Mshelbila, who is currently the Secretary General of the Gas Exporting Countries Forum (GECF),, said Africa had a role to play in meeting demand with flows from the Middle East constrained, noting the giant gas reserves held across Algeria, Libya, Egypt, Nigeria, Mozambique and others.
According to him, Nigeria alone has reserves of 209-600 trillion cubic feet of natural gas, he said.
While addressing an Africa-focused energy conference in Paris, Mshelbila, said,
“For Africa’s gas exporting countries, tighter global gas prices are creating opportunities,” he said. But he noted that the continent is currently producing just 40 per cent of its total capacity, with LNG facilities and pipelines across Africa not full.
“The reserves are there, the production is not,”. “The ability therefore to capture the market, whether it is European or Asian, in the short term is being missed. This is a missed opportunity which is actually being seized by North America, principally the US and Canada.”

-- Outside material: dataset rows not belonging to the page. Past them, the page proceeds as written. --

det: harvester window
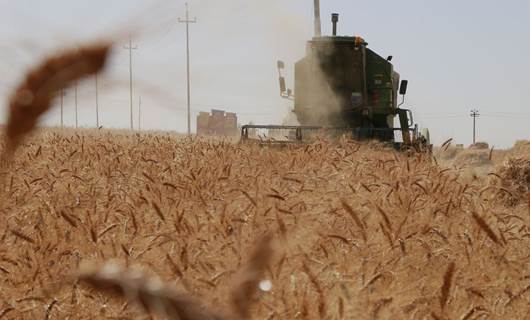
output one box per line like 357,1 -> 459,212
351,92 -> 362,107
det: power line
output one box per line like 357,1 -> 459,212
124,35 -> 138,130
417,115 -> 462,119
470,109 -> 480,144
415,112 -> 462,116
482,112 -> 530,115
480,113 -> 530,119
178,2 -> 197,136
415,111 -> 530,120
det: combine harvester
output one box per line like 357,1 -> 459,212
241,0 -> 430,150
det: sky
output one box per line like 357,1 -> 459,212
0,0 -> 529,147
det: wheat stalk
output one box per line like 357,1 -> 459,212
440,262 -> 456,310
4,43 -> 111,155
77,262 -> 225,320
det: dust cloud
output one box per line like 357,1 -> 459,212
0,0 -> 325,131
177,0 -> 313,127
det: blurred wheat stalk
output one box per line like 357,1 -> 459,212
2,42 -> 111,158
77,234 -> 272,320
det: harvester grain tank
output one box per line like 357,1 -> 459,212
242,0 -> 429,149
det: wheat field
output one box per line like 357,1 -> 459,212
0,128 -> 527,319
1,23 -> 528,320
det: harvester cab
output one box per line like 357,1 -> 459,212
242,1 -> 430,150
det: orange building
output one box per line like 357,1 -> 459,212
197,112 -> 210,135
196,109 -> 238,136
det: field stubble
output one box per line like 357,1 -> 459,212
0,129 -> 528,319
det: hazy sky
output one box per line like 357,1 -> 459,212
1,0 -> 529,147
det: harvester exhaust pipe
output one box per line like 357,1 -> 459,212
314,0 -> 322,37
332,13 -> 339,36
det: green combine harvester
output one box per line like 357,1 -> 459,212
241,0 -> 430,150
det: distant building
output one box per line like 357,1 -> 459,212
196,109 -> 238,136
197,112 -> 210,135
225,112 -> 238,136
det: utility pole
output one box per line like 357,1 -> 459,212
60,89 -> 66,128
470,109 -> 480,144
124,35 -> 138,130
75,82 -> 78,128
179,3 -> 197,136
138,96 -> 142,131
95,73 -> 100,128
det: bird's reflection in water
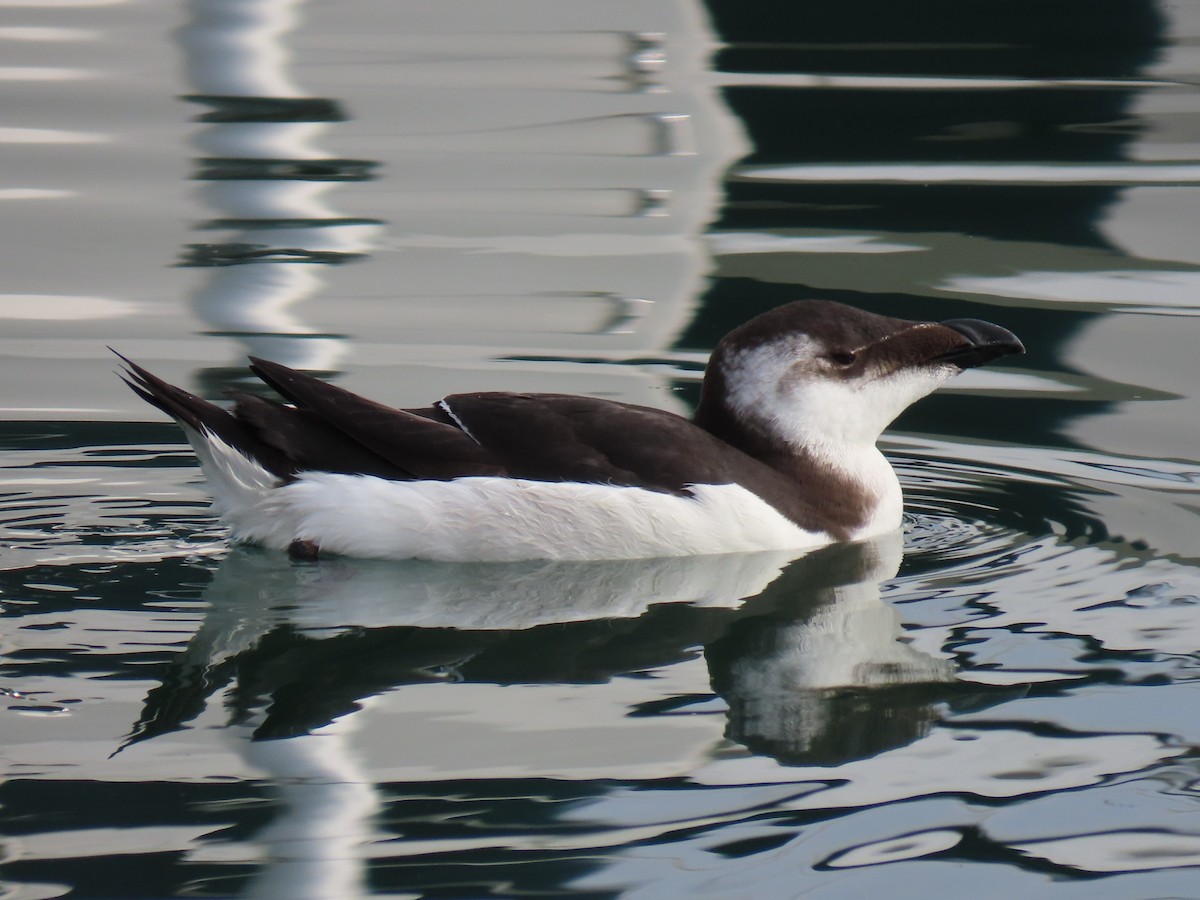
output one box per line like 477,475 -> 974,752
122,535 -> 1008,898
706,535 -> 962,766
125,532 -> 982,764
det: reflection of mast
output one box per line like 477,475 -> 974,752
240,723 -> 379,900
176,0 -> 382,383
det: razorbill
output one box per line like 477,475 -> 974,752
117,300 -> 1023,562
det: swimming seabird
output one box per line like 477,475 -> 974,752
117,300 -> 1023,562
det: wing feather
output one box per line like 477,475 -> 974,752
439,392 -> 738,493
246,357 -> 506,479
121,355 -> 751,495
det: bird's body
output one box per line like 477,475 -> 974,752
119,300 -> 1023,561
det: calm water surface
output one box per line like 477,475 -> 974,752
3,1 -> 1200,898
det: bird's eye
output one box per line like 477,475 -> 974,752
829,351 -> 857,366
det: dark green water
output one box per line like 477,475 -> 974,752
4,1 -> 1200,897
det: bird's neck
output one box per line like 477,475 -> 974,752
694,391 -> 902,538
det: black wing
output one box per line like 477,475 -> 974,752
243,357 -> 505,479
432,391 -> 739,493
117,353 -> 500,481
117,354 -> 742,492
247,357 -> 744,493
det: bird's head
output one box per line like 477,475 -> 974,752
697,300 -> 1024,457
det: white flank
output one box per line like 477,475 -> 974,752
265,475 -> 824,562
181,430 -> 841,562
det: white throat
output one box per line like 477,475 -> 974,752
719,336 -> 955,538
720,336 -> 954,457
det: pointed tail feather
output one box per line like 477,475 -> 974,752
113,349 -> 221,431
112,349 -> 292,478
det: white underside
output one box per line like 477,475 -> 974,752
182,427 -> 900,562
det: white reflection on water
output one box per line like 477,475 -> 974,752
0,26 -> 95,40
177,0 -> 380,371
708,231 -> 925,255
0,126 -> 109,143
235,722 -> 381,900
691,728 -> 1178,797
715,73 -> 1176,91
944,269 -> 1200,309
185,543 -> 808,635
0,294 -> 134,320
0,188 -> 73,200
737,162 -> 1200,185
0,67 -> 95,81
1014,830 -> 1200,873
824,828 -> 964,868
0,0 -> 131,6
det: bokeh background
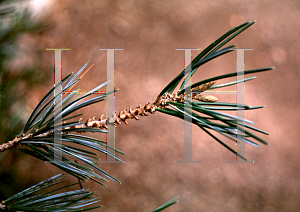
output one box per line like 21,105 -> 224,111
1,0 -> 299,211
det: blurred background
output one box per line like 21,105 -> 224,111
0,0 -> 299,211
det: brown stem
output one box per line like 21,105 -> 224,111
0,200 -> 23,212
0,134 -> 31,153
0,88 -> 217,153
0,200 -> 6,210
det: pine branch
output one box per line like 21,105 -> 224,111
0,173 -> 102,212
0,173 -> 179,212
0,21 -> 273,191
0,80 -> 217,153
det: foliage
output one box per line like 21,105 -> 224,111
156,21 -> 273,161
0,173 -> 102,212
1,173 -> 177,211
17,64 -> 124,186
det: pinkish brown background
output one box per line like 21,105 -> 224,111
2,0 -> 300,211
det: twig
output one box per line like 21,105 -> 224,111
0,81 -> 217,152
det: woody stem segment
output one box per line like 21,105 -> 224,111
0,88 -> 217,152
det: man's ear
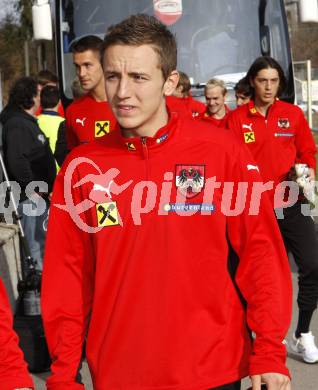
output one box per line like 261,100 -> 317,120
163,70 -> 179,96
249,77 -> 255,88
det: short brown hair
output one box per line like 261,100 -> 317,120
102,14 -> 177,80
177,71 -> 191,96
37,69 -> 58,87
71,35 -> 103,55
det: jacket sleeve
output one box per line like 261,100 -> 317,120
65,107 -> 79,151
0,278 -> 34,390
294,107 -> 317,170
225,109 -> 241,135
41,160 -> 95,390
4,123 -> 34,187
54,121 -> 69,167
225,140 -> 292,377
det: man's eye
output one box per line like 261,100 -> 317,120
134,75 -> 146,81
106,74 -> 116,81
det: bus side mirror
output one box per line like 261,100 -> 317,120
260,25 -> 270,56
32,0 -> 53,40
299,0 -> 318,23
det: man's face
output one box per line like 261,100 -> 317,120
73,50 -> 104,92
205,86 -> 226,117
103,44 -> 177,136
251,67 -> 280,105
235,93 -> 250,107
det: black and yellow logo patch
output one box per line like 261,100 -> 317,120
96,201 -> 119,227
126,142 -> 136,151
95,121 -> 110,137
244,131 -> 255,143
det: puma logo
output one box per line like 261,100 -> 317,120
247,164 -> 259,172
76,117 -> 86,126
242,123 -> 253,131
92,181 -> 114,199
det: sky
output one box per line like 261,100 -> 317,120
0,0 -> 16,23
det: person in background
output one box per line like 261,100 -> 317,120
0,277 -> 34,390
36,70 -> 65,117
166,70 -> 205,117
42,14 -> 291,390
197,78 -> 230,127
71,77 -> 86,100
37,85 -> 67,168
0,77 -> 56,271
65,35 -> 117,151
227,56 -> 318,364
234,77 -> 252,107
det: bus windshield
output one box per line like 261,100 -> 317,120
58,0 -> 293,102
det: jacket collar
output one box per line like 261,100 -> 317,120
248,99 -> 279,117
116,111 -> 180,154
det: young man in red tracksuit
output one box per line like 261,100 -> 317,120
65,36 -> 117,151
42,15 -> 292,390
166,71 -> 205,118
196,78 -> 230,127
0,278 -> 34,390
227,56 -> 318,364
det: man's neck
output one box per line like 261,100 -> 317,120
24,107 -> 36,117
254,98 -> 275,116
122,105 -> 169,139
90,83 -> 107,102
43,106 -> 59,113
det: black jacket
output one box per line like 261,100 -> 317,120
0,107 -> 56,200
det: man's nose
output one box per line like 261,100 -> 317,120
117,78 -> 131,99
78,67 -> 87,78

As a result, he implored African countries to encourage upstream investment, build interconnected regional cross-border pipeline systems, add value through gas processing and petchem facilities and expand cross-border LPG infrastructure.
Nigeria LNG Limited (NLNG) is actively expanding production through its $10 billion Train 7 project, aiming to boost capacity by 35% from 22 million tonnes per annum (mtpa) to over 30 mtpa. This expansion, which includes significant debottlenecking of existing trains, reinforces Nigeria’s global LNG position and supports a national target of 10 billion scf of gas production by 2030
The Train 7 project, which is nearing completion, adds a new liquefaction train and debottlenecks existing infrastructure to increase total capacity to over 30 mtpa.
The expansion is designed to enhance Nigeria’s ability to meet rising global demand, particularly in Europe and Asia, following supply disruptions.
The investment involves partners NNPC Ltd., Shell Gas BV, TotalEnergies, and Eni International.
Beyond Train 7, stakeholders are discussing further expansion with additional LNG trains and upgrading pipeline infrastructure like the OB3 project to bolster gas supply.
The expansion is part of Nigeria’s “Decade of Gas” policy, aiming to maximize the utilization of over 210 trillion cubic feet of proven gas reserves.